Un monde ouvert qui se traîne
Le principal reproche, et il est assumé : la construction. Le semi-open world est bof, et pourtant obligatoire. Les quêtes secondaires se divisent en deux familles : les Rencontres fortuites, du bas niveau, sans intérêt, pas doublées, et les Mystères de Kyoto, un poil plus scénarisées, doublées, avec des récompenses. Dans les deux cas, on va d’un point A à un point B et on massacre au point B. Narrativement, c’est plat, et le farm de stuff est vital : sans lui, on se fait poutrer par les boss. C’est du rallongement artificiel de durée de vie.
Les affrontements sont tellement épiques, exigeants et agréables que j’en ai rien à faire de la raison de la quête.
Voilà le paradoxe : je suis allergique au remplissage, et j’ai tout épluché, collectibles et quêtes annexes comprises, en 24 heures. Le gameplay fait oublier le principal défaut. Et il y a ce détail, presque méta : Musashi vit par l’épée, il en a rien à faire du pourquoi, et cette pulsion rejoint la mienne. Le jeu ne me demande jamais de m’intéresser à ce que je ne regardais déjà pas : les combats. J’aurais aimé un peu plus de linéarité, des phases de progression montrant Musashi évoluer, mais la lame parle si fort que le reste se tait.

Le reste, sans un accroc
Côté technique, c’est un sans-faute : le jeu tourne super bien sur PC, tous les réglages à fond, de nombreuses options d’accessibilité, zéro bug sur toutes mes sessions. Un sans-faute de Capcom, mais on a l’habitude. Le doublage français est présent et correct, sans être exceptionnel : je testerai la VO japonaise, le titre s’y prête, mais on ne crache pas dans la soupe. La direction artistique, elle, est une vraie réussite : dark fantasy horrifique, un univers poisseux qui assume sa violence, du sang, des monstres déformés.

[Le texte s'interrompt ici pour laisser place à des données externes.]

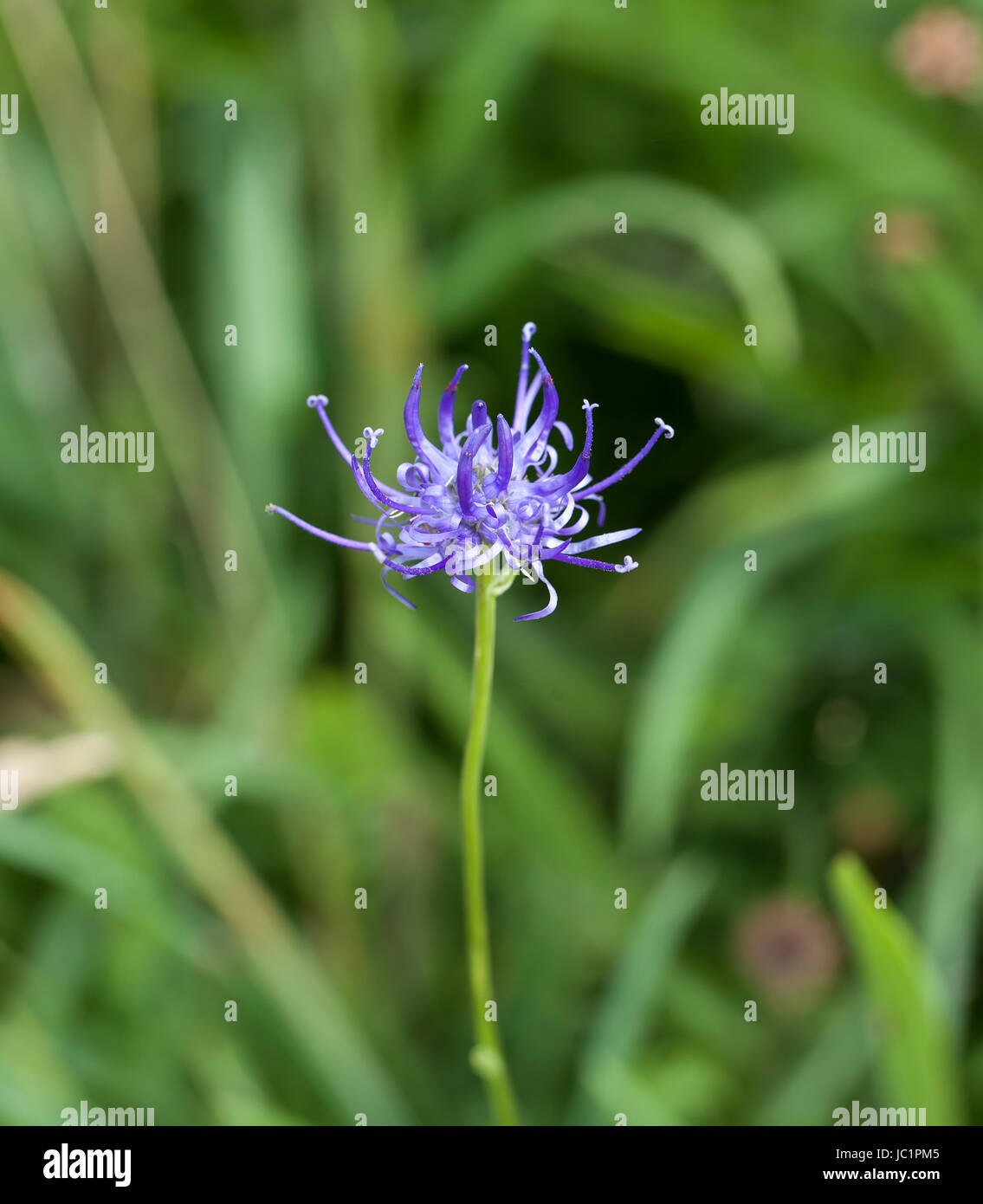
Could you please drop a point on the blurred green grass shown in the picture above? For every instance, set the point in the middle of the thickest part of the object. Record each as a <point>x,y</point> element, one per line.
<point>250,673</point>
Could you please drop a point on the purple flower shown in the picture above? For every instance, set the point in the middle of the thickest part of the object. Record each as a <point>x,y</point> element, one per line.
<point>488,493</point>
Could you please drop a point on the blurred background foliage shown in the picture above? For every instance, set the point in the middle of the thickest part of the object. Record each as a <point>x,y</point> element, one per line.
<point>473,223</point>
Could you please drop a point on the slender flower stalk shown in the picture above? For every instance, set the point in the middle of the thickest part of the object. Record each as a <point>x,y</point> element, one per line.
<point>488,1058</point>
<point>482,507</point>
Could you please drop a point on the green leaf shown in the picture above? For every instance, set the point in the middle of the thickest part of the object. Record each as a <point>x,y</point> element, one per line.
<point>915,1049</point>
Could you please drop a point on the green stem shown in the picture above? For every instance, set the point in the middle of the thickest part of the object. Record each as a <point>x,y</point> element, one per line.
<point>486,1056</point>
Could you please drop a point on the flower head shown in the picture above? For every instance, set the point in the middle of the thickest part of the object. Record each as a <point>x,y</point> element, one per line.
<point>940,52</point>
<point>488,491</point>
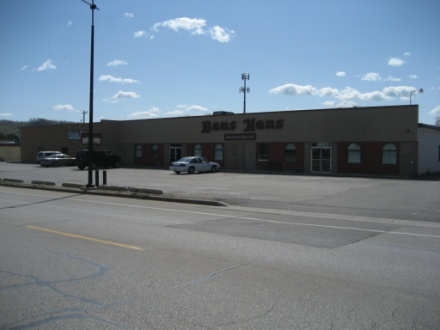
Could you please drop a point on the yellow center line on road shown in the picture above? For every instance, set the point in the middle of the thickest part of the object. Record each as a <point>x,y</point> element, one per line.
<point>86,238</point>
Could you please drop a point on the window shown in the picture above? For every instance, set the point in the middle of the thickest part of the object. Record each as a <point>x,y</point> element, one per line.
<point>197,150</point>
<point>290,153</point>
<point>138,151</point>
<point>218,154</point>
<point>354,153</point>
<point>262,152</point>
<point>389,154</point>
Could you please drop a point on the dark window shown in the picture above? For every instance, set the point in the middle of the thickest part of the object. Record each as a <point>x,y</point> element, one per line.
<point>262,152</point>
<point>218,154</point>
<point>290,153</point>
<point>354,153</point>
<point>389,154</point>
<point>197,150</point>
<point>139,151</point>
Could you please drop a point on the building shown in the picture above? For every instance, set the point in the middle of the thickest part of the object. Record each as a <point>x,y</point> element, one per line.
<point>10,151</point>
<point>360,140</point>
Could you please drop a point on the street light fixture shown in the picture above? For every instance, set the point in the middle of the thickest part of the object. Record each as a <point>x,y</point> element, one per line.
<point>244,89</point>
<point>414,91</point>
<point>93,7</point>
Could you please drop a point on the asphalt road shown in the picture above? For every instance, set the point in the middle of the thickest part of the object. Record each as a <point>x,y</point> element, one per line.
<point>87,262</point>
<point>390,198</point>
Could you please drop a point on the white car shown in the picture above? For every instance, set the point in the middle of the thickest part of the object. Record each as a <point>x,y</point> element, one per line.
<point>57,159</point>
<point>193,164</point>
<point>44,154</point>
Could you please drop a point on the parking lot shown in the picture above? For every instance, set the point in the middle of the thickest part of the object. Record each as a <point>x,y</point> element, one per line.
<point>388,198</point>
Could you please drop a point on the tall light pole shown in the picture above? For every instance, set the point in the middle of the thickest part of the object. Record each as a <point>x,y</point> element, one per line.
<point>244,89</point>
<point>84,116</point>
<point>414,91</point>
<point>93,7</point>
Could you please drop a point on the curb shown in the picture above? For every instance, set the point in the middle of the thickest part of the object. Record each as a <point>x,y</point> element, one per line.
<point>113,191</point>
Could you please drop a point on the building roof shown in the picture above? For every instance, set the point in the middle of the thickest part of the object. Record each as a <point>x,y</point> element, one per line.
<point>437,128</point>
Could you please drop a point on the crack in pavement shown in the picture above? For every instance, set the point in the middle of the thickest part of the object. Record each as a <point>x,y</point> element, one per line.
<point>38,202</point>
<point>68,313</point>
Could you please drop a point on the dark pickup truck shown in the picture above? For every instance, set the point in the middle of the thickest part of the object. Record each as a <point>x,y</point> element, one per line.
<point>101,159</point>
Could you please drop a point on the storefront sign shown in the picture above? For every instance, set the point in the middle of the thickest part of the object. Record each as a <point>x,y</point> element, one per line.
<point>240,136</point>
<point>249,125</point>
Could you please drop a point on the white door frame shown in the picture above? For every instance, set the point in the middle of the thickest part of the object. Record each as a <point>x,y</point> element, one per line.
<point>321,148</point>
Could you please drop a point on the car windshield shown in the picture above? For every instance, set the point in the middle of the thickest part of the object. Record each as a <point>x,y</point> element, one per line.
<point>185,159</point>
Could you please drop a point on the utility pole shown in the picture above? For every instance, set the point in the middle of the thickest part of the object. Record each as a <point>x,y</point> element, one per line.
<point>84,112</point>
<point>93,7</point>
<point>413,92</point>
<point>244,89</point>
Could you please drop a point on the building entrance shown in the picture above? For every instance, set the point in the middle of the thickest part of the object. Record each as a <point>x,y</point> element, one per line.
<point>321,158</point>
<point>176,151</point>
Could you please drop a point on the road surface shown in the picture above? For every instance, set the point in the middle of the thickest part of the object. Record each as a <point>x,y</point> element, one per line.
<point>71,261</point>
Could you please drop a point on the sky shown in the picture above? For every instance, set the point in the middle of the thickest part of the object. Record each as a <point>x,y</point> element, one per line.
<point>173,58</point>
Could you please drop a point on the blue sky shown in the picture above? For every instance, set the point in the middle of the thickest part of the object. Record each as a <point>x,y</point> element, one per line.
<point>181,58</point>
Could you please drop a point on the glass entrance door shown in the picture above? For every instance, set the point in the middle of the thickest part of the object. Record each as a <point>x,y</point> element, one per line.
<point>176,151</point>
<point>321,159</point>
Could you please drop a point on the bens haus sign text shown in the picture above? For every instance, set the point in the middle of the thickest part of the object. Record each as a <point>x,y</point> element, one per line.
<point>249,125</point>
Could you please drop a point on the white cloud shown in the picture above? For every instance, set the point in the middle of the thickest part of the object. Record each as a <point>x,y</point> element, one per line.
<point>394,79</point>
<point>371,76</point>
<point>124,95</point>
<point>329,103</point>
<point>348,94</point>
<point>63,107</point>
<point>47,65</point>
<point>395,61</point>
<point>399,91</point>
<point>194,107</point>
<point>117,63</point>
<point>293,89</point>
<point>195,25</point>
<point>220,34</point>
<point>154,112</point>
<point>435,111</point>
<point>140,34</point>
<point>112,79</point>
<point>175,113</point>
<point>327,91</point>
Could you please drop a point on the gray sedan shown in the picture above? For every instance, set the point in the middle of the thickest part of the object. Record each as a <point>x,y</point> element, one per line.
<point>194,164</point>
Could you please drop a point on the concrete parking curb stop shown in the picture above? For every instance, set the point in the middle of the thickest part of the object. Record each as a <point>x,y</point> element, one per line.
<point>46,183</point>
<point>114,191</point>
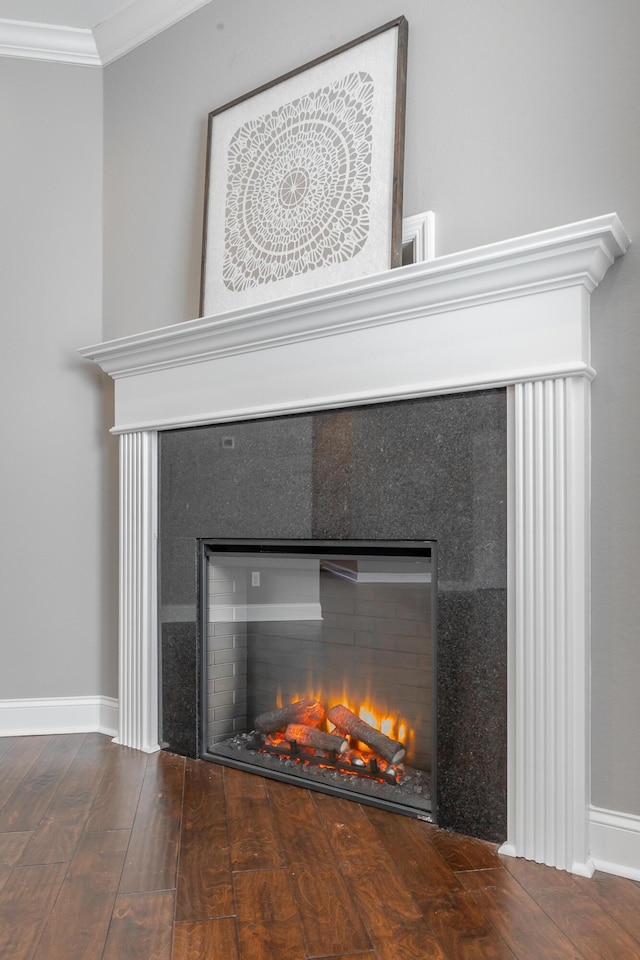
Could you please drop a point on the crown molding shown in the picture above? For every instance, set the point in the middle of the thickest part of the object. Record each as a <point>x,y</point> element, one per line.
<point>107,41</point>
<point>138,22</point>
<point>43,41</point>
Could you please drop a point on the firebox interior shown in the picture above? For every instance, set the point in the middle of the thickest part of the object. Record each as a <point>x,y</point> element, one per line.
<point>318,663</point>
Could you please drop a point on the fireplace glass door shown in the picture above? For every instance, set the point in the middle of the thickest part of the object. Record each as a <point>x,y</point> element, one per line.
<point>318,665</point>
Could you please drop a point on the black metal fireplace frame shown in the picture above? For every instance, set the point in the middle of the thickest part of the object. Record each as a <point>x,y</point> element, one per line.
<point>400,549</point>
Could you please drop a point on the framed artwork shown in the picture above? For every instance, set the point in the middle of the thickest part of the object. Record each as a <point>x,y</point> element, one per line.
<point>304,176</point>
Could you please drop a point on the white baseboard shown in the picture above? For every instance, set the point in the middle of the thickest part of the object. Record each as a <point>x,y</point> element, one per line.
<point>615,842</point>
<point>21,718</point>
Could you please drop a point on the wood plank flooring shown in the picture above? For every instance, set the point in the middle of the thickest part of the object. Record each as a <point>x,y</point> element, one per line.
<point>110,854</point>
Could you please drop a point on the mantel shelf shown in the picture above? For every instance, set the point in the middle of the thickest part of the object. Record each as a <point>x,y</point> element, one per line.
<point>578,254</point>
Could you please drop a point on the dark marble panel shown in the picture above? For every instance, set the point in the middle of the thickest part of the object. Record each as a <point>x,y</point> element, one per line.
<point>179,662</point>
<point>472,713</point>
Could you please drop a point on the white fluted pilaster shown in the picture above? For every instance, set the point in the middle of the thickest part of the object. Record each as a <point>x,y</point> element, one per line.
<point>550,629</point>
<point>138,670</point>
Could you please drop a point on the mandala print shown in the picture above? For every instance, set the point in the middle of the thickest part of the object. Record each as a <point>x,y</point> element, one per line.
<point>298,185</point>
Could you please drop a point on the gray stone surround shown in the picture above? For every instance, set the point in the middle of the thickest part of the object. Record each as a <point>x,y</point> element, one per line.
<point>433,468</point>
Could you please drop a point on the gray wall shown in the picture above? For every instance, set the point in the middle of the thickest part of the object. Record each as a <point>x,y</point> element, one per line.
<point>521,116</point>
<point>56,577</point>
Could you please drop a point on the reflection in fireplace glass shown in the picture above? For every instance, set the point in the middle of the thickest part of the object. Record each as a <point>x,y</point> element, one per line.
<point>319,666</point>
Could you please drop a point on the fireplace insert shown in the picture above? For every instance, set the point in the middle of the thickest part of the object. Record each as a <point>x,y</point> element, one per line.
<point>318,662</point>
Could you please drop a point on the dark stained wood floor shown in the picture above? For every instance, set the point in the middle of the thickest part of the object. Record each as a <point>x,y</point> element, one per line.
<point>110,854</point>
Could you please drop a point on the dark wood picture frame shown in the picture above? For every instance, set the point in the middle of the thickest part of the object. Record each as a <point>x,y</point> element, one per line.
<point>240,226</point>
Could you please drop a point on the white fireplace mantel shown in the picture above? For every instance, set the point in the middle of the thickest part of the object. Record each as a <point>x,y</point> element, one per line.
<point>512,314</point>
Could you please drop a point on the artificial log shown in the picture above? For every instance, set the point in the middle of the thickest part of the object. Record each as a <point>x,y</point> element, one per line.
<point>348,723</point>
<point>309,712</point>
<point>312,737</point>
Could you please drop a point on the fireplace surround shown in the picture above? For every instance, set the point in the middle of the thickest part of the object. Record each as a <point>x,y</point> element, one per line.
<point>432,468</point>
<point>513,314</point>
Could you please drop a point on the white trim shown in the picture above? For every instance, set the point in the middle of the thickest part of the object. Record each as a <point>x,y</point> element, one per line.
<point>577,255</point>
<point>23,718</point>
<point>138,661</point>
<point>43,41</point>
<point>615,842</point>
<point>421,230</point>
<point>139,22</point>
<point>127,29</point>
<point>548,643</point>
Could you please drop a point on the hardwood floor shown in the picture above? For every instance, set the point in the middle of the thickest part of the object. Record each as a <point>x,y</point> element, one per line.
<point>110,854</point>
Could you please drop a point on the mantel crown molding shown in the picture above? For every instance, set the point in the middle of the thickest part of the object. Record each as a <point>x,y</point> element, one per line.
<point>577,254</point>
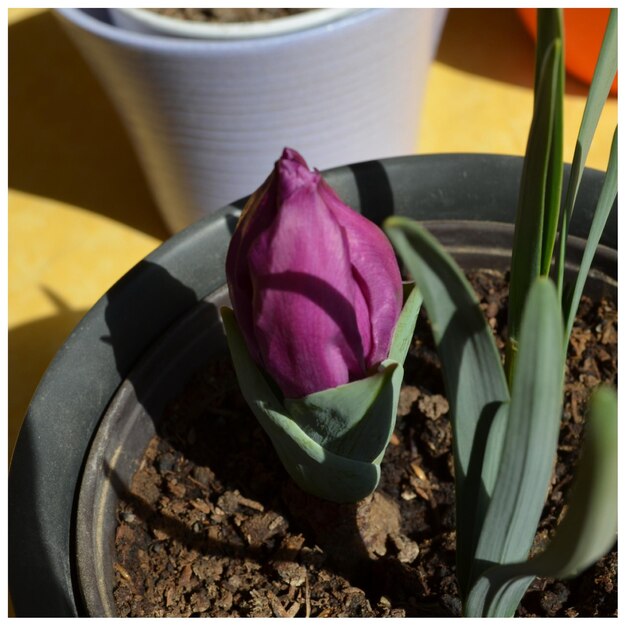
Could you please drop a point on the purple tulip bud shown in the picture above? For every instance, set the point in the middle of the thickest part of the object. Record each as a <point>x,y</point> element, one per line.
<point>315,286</point>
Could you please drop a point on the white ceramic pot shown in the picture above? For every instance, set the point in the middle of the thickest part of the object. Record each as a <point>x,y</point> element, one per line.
<point>209,117</point>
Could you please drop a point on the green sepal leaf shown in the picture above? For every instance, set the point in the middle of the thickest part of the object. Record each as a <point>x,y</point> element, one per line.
<point>531,437</point>
<point>314,467</point>
<point>353,420</point>
<point>475,383</point>
<point>405,327</point>
<point>588,530</point>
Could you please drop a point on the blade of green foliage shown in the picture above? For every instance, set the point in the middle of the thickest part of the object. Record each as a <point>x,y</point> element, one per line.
<point>531,435</point>
<point>588,530</point>
<point>403,333</point>
<point>474,378</point>
<point>598,93</point>
<point>353,420</point>
<point>314,468</point>
<point>601,215</point>
<point>526,259</point>
<point>549,29</point>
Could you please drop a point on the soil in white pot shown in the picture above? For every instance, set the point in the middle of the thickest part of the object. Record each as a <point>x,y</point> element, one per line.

- Système de combat exceptionnel, l'Issen accessible même au néophyte
- Affrontements épiques, exigeants et jouissifs du début à la fin
- Difficulté parfaitement dosée, la satisfaction en récompense
- Direction artistique poisseuse et assumée, dark fantasy horrifique
- Technique sans faute sur PC, zéro bug, options d'accessibilité généreuses
- Durée de vie honnête et histoire autonome pour les nouveaux venus
- Semi-open world bof et obligatoire, du rallongement artificiel de durée de vie
- Quêtes secondaires plates (Rencontres fortuites) sans intérêt narratif ni doublage
Onimusha Way of the Sword est un jeu dont le principal défaut, une construction plate et obligatoire, est effacé par l’excellence de ses combats. Un néophyte comme moi y entre sans bagage, y reste pour l’Issen et la griserie des duels, et en ressort après 24 heures sans avoir vu le temps passer. La lame fait tout oublier, et c’est exactement ce qu’on demande à un jeu d’action.